Texas State came into the game after a dominating 30–13 upset over Houston, and with a capacity crowd in a newly renovated stadium in their first year in the NCAA FBS division. But Texas Tech jumped out to a quick 14–0 lead less than 5 minutes into the game, and opened a 28–0 lead halfway through the second quarter. Seth Doege threw for 319 yards and 5 touchdown passes before being pulled from action in the third quarter, and Texas Tech's defense held Texas State to just 270 total yards of offense. Cody Davis had an 88-yard interception return for a touchdown to lead Texas Tech's defense.

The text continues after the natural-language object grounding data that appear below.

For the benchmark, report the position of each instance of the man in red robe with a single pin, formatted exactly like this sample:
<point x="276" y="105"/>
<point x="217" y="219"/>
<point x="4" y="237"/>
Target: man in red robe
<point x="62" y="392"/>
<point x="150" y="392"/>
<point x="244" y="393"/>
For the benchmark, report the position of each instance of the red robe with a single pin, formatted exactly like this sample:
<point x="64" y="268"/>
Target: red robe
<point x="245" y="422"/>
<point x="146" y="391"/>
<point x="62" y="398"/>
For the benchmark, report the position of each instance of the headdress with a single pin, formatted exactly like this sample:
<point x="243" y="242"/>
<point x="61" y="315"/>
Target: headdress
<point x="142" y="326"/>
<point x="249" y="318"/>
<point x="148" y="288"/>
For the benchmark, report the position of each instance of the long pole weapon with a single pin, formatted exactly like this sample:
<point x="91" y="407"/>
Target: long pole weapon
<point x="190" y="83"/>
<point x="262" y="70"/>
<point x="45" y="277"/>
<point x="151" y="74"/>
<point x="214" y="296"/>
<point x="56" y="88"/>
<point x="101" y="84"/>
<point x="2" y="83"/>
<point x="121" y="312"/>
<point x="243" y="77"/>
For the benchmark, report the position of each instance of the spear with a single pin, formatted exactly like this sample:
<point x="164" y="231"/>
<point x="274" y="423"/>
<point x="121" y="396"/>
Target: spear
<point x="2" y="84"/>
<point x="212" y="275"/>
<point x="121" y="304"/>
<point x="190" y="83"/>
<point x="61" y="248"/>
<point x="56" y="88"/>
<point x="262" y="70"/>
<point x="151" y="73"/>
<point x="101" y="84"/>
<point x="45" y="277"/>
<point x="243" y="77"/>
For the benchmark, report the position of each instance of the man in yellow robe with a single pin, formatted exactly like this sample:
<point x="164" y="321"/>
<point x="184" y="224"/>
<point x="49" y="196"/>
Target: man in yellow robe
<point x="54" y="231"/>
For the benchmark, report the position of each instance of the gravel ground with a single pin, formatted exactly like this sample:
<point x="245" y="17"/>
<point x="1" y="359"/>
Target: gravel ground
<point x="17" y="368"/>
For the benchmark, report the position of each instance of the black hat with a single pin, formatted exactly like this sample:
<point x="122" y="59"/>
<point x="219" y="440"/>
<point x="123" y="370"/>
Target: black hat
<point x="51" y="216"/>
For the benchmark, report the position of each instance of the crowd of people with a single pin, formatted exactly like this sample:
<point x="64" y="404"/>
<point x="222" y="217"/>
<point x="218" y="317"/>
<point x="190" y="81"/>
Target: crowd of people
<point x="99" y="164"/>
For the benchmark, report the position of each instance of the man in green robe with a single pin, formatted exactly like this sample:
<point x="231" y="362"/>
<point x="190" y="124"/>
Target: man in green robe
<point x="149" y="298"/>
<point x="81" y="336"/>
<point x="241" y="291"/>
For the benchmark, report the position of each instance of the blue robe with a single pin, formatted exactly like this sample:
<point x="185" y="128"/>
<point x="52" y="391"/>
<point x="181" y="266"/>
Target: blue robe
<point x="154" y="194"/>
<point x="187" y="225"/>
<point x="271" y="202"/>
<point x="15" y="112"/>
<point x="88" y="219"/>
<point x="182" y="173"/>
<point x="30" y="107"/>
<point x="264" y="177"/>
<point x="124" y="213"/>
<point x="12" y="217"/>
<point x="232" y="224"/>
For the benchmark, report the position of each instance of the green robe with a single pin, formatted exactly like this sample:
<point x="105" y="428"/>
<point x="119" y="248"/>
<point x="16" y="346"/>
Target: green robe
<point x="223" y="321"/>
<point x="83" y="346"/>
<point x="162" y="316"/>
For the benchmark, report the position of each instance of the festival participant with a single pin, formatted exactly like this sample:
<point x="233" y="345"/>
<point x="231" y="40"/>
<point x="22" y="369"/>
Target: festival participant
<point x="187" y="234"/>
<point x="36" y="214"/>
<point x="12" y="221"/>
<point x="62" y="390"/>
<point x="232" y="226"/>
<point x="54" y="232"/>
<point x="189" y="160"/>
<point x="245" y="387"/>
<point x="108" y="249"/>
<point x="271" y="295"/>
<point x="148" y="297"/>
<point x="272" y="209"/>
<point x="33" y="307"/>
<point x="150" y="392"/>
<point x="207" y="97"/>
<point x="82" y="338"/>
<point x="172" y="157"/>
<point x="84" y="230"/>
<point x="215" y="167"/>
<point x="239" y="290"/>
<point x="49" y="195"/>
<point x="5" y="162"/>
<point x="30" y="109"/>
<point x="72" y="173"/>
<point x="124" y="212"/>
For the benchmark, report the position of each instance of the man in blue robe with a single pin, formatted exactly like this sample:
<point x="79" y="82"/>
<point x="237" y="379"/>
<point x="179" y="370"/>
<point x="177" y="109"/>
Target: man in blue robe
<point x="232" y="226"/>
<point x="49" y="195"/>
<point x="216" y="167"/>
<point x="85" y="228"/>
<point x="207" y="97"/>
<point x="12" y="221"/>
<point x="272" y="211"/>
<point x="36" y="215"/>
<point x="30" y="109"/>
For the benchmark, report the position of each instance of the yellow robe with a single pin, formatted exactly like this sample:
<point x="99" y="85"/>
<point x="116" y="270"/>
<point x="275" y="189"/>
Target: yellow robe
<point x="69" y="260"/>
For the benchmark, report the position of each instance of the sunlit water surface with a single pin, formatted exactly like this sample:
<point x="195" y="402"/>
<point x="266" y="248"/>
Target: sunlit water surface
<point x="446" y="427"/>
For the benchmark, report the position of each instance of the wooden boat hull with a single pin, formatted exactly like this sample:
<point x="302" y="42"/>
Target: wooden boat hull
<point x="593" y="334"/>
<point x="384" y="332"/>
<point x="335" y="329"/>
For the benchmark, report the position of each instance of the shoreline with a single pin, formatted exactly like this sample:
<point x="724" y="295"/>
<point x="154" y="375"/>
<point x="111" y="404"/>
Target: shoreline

| Team | 1 | 2 | 3 | 4 | Total |
|---|---|---|---|---|---|
| • Red Raiders | 21 | 17 | 17 | 3 | 58 |
| Bobcats | 0 | 10 | 0 | 0 | 10 |

===New Mexico===

Sources:

| Statistics | UNM | TTU |
|---|---|---|
| First downs | 8 | 38 |
| Total yards | 127 | 702 |
| Rushing yards | 84 | 325 |
| Passing yards | 43 | 377 |
| Turnovers | 0 | 1 |
| Time of possession | 25:43 | 34:17 |

| Team | Category | Player | Statistics |
| New Mexico | Passing | B. R. Holbrook | 6/11, 43 yards |
| Rushing | Cole Gautsche | 8 rushes, 36 yards |
| Receiving | Carlos Wiggins | 3 receptions, 33 yards |
| Texas Tech | Passing | Seth Doege | 27/35, 340 yards, 6 TD |
| Rushing | Eric Stephens | 12 rushes, 118 yards, TD |
| Receiving | Eric Ward | 5 receptions, 90 yards, 3 TD |

The Texas Tech Red Raiders faced the New Mexico Lobos, under new head coach Bob Davie, on Texas Tech's Family Day at Jones AT&T Stadium. Seth Doege threw for 340 yards and 6 touchdowns in a dominating performance for the Texas Tech offense in the first three quarters. Doege tossed three touchdown passes to Eric Ward in the first half, and added touchdown passes to Jace Amaro and Darrin Moore before halftime. New Mexico got a second-quarter touchdown run and a long kickoff return for a touchdown to pull within 28–14 with 2:06 remaining in the second quarter, but Texas Tech pulled ahead to a 42–14 lead with two touchdowns in the final minute before halftime. Doege threw another touchdown pass to tight end Jace Amaro on Texas Tech's first possession in the second half before going to the sidelines with 11 minutes left in the third quarter. Tech's defense held UNM to only 170 total yards and just 43 yards passing.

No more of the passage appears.